Chyba nie ma osoby, która nie znałaby Brendy Walsh. Produkowany w latach 90-tych XX wieku w USA serial „Beverly Hills, 90210” cieszył się w tym czasie dużą popularnością. Odbiorcy z ogromnym zainteresowaniem śledzili losy bogatych dzieciaków, których życie tak mocno odbiegało od polskich realiów.
Brenda Walsh była siostrą bliźniaczką Brandona. Rzesze fanów pokochały ją za prostolinijność i szczerość, tak różną od zachowania zepsutej młodzieży Beverly Hills. Wielu kibicowało jej związkowi z Dylanem, o którego względy rywalizowała z najlepszą przyjaciółką Kelly.

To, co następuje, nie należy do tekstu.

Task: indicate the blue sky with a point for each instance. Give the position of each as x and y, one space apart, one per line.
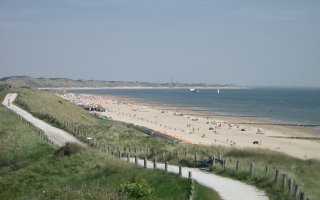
248 42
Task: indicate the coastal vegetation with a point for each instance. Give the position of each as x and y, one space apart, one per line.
25 81
117 135
32 168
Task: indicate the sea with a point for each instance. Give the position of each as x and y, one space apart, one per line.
279 105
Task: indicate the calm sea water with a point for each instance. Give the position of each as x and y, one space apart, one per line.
299 105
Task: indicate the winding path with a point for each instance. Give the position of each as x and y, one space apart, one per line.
228 189
56 135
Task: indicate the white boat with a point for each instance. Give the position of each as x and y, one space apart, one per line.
193 90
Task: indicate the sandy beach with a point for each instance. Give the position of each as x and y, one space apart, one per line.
203 128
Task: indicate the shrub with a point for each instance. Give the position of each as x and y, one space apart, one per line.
68 149
136 188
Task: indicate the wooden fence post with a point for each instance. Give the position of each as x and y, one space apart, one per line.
190 176
290 182
277 176
154 163
296 191
195 159
237 165
302 196
251 169
284 180
267 171
166 166
145 162
214 161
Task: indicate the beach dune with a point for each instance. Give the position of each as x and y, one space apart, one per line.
202 128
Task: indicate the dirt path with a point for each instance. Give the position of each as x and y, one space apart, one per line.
57 136
228 189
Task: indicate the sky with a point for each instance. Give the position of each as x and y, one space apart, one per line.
247 42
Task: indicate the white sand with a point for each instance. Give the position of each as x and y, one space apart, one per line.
212 130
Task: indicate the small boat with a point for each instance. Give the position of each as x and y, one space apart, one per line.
193 90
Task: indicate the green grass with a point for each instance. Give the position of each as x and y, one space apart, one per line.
30 170
115 134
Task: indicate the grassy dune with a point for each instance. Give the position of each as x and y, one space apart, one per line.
115 134
30 170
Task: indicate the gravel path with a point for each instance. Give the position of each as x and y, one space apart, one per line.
228 189
57 136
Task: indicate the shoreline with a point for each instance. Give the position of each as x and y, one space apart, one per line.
142 87
207 129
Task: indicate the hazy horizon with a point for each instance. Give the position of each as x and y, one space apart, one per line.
247 43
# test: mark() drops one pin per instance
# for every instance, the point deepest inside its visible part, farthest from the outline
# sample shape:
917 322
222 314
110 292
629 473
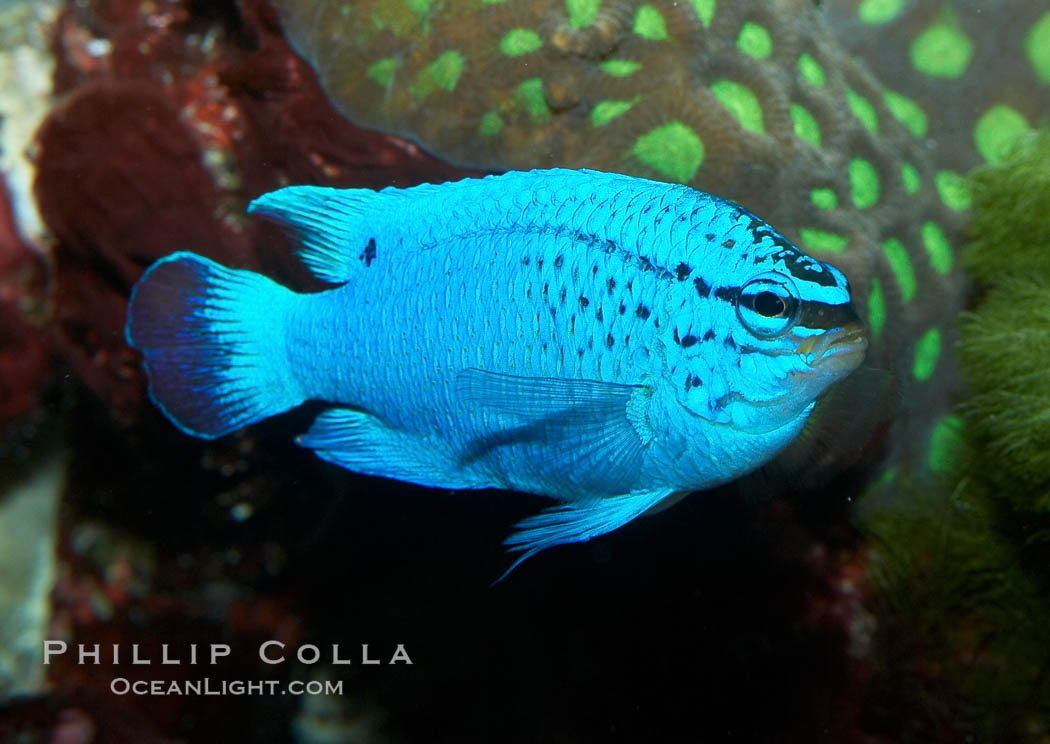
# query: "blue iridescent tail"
214 343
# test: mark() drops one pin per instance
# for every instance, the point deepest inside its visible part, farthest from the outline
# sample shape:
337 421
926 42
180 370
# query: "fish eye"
768 305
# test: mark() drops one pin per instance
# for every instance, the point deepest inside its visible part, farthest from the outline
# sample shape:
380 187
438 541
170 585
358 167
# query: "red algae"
174 117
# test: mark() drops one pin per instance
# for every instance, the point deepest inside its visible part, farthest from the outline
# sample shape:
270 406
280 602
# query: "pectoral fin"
576 523
359 442
590 434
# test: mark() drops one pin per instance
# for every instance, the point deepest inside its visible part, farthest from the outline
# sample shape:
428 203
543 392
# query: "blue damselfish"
604 340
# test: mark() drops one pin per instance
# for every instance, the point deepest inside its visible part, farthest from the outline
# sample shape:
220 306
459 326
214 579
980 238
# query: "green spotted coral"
753 100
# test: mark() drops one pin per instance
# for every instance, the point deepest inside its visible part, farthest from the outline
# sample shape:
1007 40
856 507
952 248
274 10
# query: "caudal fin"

Niestety, 13 lipca odtwórczyni roli Brendy – Shannen Doherty zmarła po długiej walce z chorobą nowotworową. Rak piersi został zdiagnozowany u niej już w 2015 roku. Po długim i intensywnym leczeniu nowotwór ustąpił w 2017 roku, jednak, jak się okazało, na krótko. Nawrót choroby nastąpił już w 2020 roku, kiedy to rak uderzył ze wzmożoną siłą, dając przerzuty do kości i mózgu.
Poza nowotworem aktorka bardzo długo mierzyła się też z chorobą Leśniawskiego-Crohna.